Andrew Weatherhead, Senior Volunteering and Community Officer from the National Trust added: “This project and process has taught us so much and has reaffirmed our commitment to creating a more inclusive environment on site. It is important for people to know that we are welcoming and that we can offer wellbeing and a worthwhile experience to many regardless of background.”

Caption: Dr Heather Robson, Head of the School of Design at Northumbria University.      Another part of the legacy from the project is a tool-kit for use by organisations including those working in the criminal justice system and others from wider community projects and cultural organisations. 

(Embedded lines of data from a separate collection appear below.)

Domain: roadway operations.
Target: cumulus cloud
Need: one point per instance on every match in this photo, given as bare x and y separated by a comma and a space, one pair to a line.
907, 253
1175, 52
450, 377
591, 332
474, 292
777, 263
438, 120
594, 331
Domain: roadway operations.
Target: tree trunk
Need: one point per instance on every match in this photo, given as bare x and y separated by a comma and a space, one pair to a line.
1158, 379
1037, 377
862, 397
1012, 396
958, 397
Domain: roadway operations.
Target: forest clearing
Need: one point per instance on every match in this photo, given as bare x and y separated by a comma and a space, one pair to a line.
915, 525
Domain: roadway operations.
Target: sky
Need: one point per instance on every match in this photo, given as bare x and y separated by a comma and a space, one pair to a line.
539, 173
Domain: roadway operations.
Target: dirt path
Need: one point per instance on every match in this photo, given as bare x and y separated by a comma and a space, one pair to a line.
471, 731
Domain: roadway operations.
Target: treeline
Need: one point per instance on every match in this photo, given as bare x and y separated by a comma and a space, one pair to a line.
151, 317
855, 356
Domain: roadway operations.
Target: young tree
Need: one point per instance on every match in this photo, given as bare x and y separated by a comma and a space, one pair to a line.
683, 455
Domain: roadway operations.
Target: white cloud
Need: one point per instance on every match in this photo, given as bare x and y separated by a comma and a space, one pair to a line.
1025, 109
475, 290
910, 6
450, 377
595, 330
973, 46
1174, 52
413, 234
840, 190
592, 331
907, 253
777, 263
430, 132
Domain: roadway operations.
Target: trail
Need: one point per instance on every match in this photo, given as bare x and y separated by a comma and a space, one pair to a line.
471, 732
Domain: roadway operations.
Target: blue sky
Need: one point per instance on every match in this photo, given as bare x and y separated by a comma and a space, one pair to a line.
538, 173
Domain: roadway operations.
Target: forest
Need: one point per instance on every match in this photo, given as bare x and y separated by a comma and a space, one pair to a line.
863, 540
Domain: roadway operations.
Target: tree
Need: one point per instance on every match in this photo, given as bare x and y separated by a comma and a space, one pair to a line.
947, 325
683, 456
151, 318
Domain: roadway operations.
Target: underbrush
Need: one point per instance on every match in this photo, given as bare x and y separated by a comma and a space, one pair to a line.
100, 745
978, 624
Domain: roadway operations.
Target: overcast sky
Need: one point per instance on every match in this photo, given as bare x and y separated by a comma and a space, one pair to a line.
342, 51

Dr Strohmayer added: “We’re hopeful that learning from this programme can be used to support people in difficult life situations. It would be wonderful to see arts and cultural venues embracing the suggestions in our toolkit to make their venues as welcoming as possible for everyone, while also literally showing their support by making space to host the Story Chair on its travels.”

As one participant put it: “We’ve talked in depth about really major things in our lives and then we can still have a laugh and be joyful.”  

Another added: “It’s a safe space. You can be safe here which is a good thing, especially for women like us who have suffered from domestic violence and other trauma. It helps us move on.”